In other news, we met with the new hematologist yesterday and he was perfect for me. This is such a relief. He explained everything and is on the same page as we are about my care for the next 10 months. In fact, he scheduled my Anti-Xa blood work next week, immediately before my first MFM appointment. Both appointments are conveniently at the same hospital, and close to my office too.

Even if I get knocked up..

I still somehow have to get that baby home.

We’ve had a tentative plan in place since 2009, when we first saw the High Risk Doctor (MFM) to ask how we would go about managing a pregnancy and managing all my clotting factors.

I believe we are as informed as we can be at this point.

The rough plan would be weekly ultrasounds, bouncing back and forth between my OB/GYN and the MFM, with a few extra ultrasounds in the first trimester at the RE’s office. I will also be on Lovenox (of course, I’ve been on Lovenox since September 2011), baby aspirin, Neevo, and extra L-metholfolate.

I have not documented my Lovenox fight with my insurance company here, but we are banking a lot on the fact that the minute I am knocked up, they will finally approve the proper dosage. And I need to find a new hematologist, as mine does not practice anywhere near our 2 hospitals. I am hoping my MFM or the OB can recommend someone. And I want someone that will run the Anti-Xa tests to confirm if my blood levels are in the right range.

Years ago, I thought getting knocked up was the easy part. It turns out. It’s all hard.

A baby or a house?

A little background.

In 2009, I (today, age 36) was diagnosed with multiple clotting disorders:  MTHFR, the Prothrombin Gene Mutation, and the Lupus Anticoagulant.  I also have a few other #’s that aren’t fantastic, such as a high count of CardioLipin IGM Autoantibodies and a slight Protein S Dificiency.

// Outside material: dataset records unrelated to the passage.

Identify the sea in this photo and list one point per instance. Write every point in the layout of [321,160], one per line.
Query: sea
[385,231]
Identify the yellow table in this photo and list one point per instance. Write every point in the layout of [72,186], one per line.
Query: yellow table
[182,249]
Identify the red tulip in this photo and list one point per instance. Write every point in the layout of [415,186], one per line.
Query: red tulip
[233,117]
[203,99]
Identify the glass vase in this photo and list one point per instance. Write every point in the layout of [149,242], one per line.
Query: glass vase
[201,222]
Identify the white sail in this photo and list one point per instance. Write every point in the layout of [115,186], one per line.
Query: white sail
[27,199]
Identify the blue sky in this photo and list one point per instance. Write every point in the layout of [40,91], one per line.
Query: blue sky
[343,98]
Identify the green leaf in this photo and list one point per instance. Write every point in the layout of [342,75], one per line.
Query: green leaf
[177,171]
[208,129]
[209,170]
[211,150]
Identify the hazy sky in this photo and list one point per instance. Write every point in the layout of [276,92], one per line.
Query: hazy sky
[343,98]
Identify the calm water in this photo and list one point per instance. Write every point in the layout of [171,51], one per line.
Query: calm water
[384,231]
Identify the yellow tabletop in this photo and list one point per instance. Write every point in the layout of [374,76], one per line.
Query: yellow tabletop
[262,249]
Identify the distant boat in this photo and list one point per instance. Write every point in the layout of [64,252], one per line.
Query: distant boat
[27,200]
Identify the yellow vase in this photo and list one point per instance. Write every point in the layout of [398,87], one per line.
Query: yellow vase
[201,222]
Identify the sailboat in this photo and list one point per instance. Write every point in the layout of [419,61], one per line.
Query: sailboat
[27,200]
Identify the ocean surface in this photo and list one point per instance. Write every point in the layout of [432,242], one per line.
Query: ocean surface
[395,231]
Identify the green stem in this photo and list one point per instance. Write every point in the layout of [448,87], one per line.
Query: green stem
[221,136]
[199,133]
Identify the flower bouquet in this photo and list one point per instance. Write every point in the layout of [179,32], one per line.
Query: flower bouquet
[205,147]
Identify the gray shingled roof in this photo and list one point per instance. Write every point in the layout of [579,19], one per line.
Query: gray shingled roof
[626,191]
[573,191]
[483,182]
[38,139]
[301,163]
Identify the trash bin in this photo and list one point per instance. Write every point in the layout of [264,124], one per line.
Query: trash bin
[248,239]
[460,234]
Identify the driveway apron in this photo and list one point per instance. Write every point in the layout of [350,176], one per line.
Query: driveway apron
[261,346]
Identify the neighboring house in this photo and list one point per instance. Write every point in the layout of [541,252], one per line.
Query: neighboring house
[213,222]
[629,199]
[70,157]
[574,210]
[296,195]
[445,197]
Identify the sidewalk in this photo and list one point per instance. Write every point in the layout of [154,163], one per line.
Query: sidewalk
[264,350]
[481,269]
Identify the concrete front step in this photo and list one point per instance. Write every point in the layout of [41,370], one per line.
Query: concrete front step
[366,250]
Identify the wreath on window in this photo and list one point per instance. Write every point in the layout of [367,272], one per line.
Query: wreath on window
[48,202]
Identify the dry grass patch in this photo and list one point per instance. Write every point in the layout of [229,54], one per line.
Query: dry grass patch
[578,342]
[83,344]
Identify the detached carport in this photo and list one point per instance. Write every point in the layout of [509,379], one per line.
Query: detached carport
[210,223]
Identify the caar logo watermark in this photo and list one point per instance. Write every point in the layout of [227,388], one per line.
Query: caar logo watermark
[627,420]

In 2011 my husband (today, age 38),  was diagnosed with male factor infertility, specifically 1% morphology.

In July 2011, I had an early miscarriage.  And then a Saline Sonogram.  Both sucked.

In October 2011, we are scheduled for IVF with ICSI and PGD.  It will be an antagonist protocol, with Lovenox, but no Lupron or birth control.

And that picture above?  Those are my meds for the October IVF.    They just arrived.  I almost vomitted:  at the sheer amount of medications, but mainly at the overall cost.